Wednesday, 19 September 2018

Adjournment

Education

7:29 pm

Photo of Mehreen FaruqiMehreen Faruqi (NSW, Australian Greens) Share this | Hansard source

( I've stood as an engineer and a sustainability academic at the front of lecture theatres more often than I've stood up to speak in parliaments. When you're teaching you spend an awful lot of time looking your students in the eye, as you might imagine. Now that I'm spending less time in the classroom and more time in parliament, I often wonder whether many members in this place wouldn't benefit from having to look some students in the eye every so often. I wonder about this because this parliament's track record of selling out students and the education system seems to suggest that some parliamentarians have little understanding of learning and teaching as more than just a tricky funding issue. They would benefit, I suggest, from more opportunities to speak with students of all ages, to appreciate the breadth of their interests and concerns, to understand their passions and hopes for the future. Then, maybe, we could return to a debate about education centred on the value of learning.

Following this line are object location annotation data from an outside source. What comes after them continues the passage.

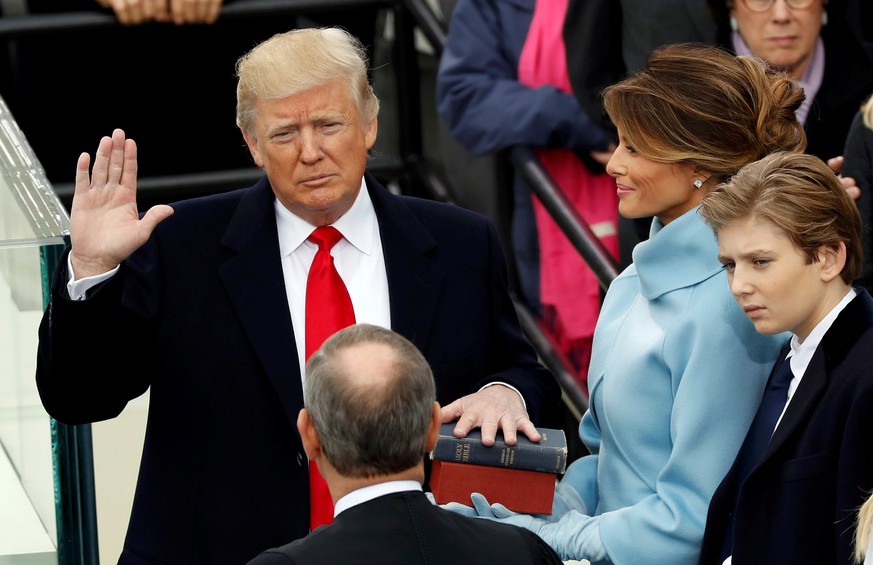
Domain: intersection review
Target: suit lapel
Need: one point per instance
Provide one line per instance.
(255, 284)
(850, 324)
(414, 279)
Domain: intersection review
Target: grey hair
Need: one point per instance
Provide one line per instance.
(370, 429)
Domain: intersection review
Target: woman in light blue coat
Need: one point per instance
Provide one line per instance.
(677, 369)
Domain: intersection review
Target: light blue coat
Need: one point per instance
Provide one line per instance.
(676, 375)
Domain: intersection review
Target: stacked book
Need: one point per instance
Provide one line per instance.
(521, 477)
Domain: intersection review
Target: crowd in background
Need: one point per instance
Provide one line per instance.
(500, 84)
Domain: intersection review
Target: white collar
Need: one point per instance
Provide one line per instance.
(801, 353)
(364, 494)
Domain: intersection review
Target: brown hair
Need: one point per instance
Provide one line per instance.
(701, 105)
(801, 196)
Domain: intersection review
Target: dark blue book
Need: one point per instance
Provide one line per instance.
(549, 455)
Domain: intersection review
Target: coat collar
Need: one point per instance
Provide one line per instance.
(680, 254)
(254, 281)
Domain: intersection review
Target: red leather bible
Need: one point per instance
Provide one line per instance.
(520, 490)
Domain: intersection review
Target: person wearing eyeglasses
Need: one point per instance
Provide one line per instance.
(813, 41)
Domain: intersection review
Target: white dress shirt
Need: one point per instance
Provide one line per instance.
(801, 354)
(358, 259)
(362, 495)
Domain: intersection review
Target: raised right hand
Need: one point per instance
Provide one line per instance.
(105, 227)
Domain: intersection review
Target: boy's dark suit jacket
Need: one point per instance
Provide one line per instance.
(200, 315)
(404, 528)
(800, 503)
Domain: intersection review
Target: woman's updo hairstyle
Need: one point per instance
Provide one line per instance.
(701, 105)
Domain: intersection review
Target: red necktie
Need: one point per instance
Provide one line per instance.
(328, 310)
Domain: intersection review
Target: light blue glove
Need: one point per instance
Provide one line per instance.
(455, 507)
(566, 499)
(573, 535)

I've taught and run university courses, carried a National Tertiary Education Union card for many years and watched with immense pride as hundreds of my students graduated to pursue their dreams. I don't mention this to talk up my academic credentials—though I'm happy to talk ecological sustainability, engineering and anaerobic wastewater treatment anytime, anywhere. I mention my experience because it means I've spent countless hours with students and as a student studying, teaching, marking, mentoring, listening and learning. I can bear firsthand witness to the difference it makes when teachers and staff have the opportunity to get to know and understand their students. This is an opportunity they find harder and harder to get when funding cuts have been foisted upon them by successive Labor and coalition governments, and these cuts have given university managements an excuse to put pressure on staff to do more with fewer resources.

The result of each new round of cuts, capped off last year by the coalition government's craven decision to take $2.1 billion from the sector over 2018 and 2019 through funding freezes is predictable: larger class sizes, fewer resources, less individual attention to learning needs and, for staff, more and more casual and contract work and less and less job security. Too often the hardest hit are academics at the start of their careers whose professional lives become overwhelmed by the precarious nature of casual work, not knowing each semester whether they will have a job for the next. This is no way to conduct research, and the constant worrying about holding onto your job is certainly no way to teach. It is simply not good enough for governments to distance themselves from university decisions that are not good for staff or students. They have to take responsibility for the link between senseless funding cuts and the pressures it creates for staff and students alike. We must recognise that, in our universities, staff working conditions are student learning outcomes conditions. We cannot have a flourishing public higher education system without secure jobs within it.

During my first speech, less than a month ago, I spoke of the wicked problems we face as a society—problems like climate change, inequality, health services, infrastructure planning and school funding. We will not begin to address these wicked problems unless our best minds are given the time, space, resources and support to tackle them. Universities and our education system as a whole are vital to meeting these challenges now and in the years to come.

The Greens recognise and celebrate this important role unis play. We, like the rest of Australia, see that politicians from both major parties are too often willing to exploit the public relations value of professing an interest in Australian education while using the education system as a political football. The Greens refuse to look at education as anything but a lifelong learning process that starts from a child's very first word and lasts the duration of adult life. This includes early childhood education, schools, TAFE and university. We refuse to think of education as curriculum box-ticking, an exercise in meeting metrics or an opportunity to enable the business models of private sector providers to make profit. Education is not a commodity, students are not customers and teachers are not mere service providers. We see collective action as the only way university staff can get decent working conditions. We will champion well-funded and accessible public education for everyone at all stages of their life. We will remain a party able to look students and teachers in the eye.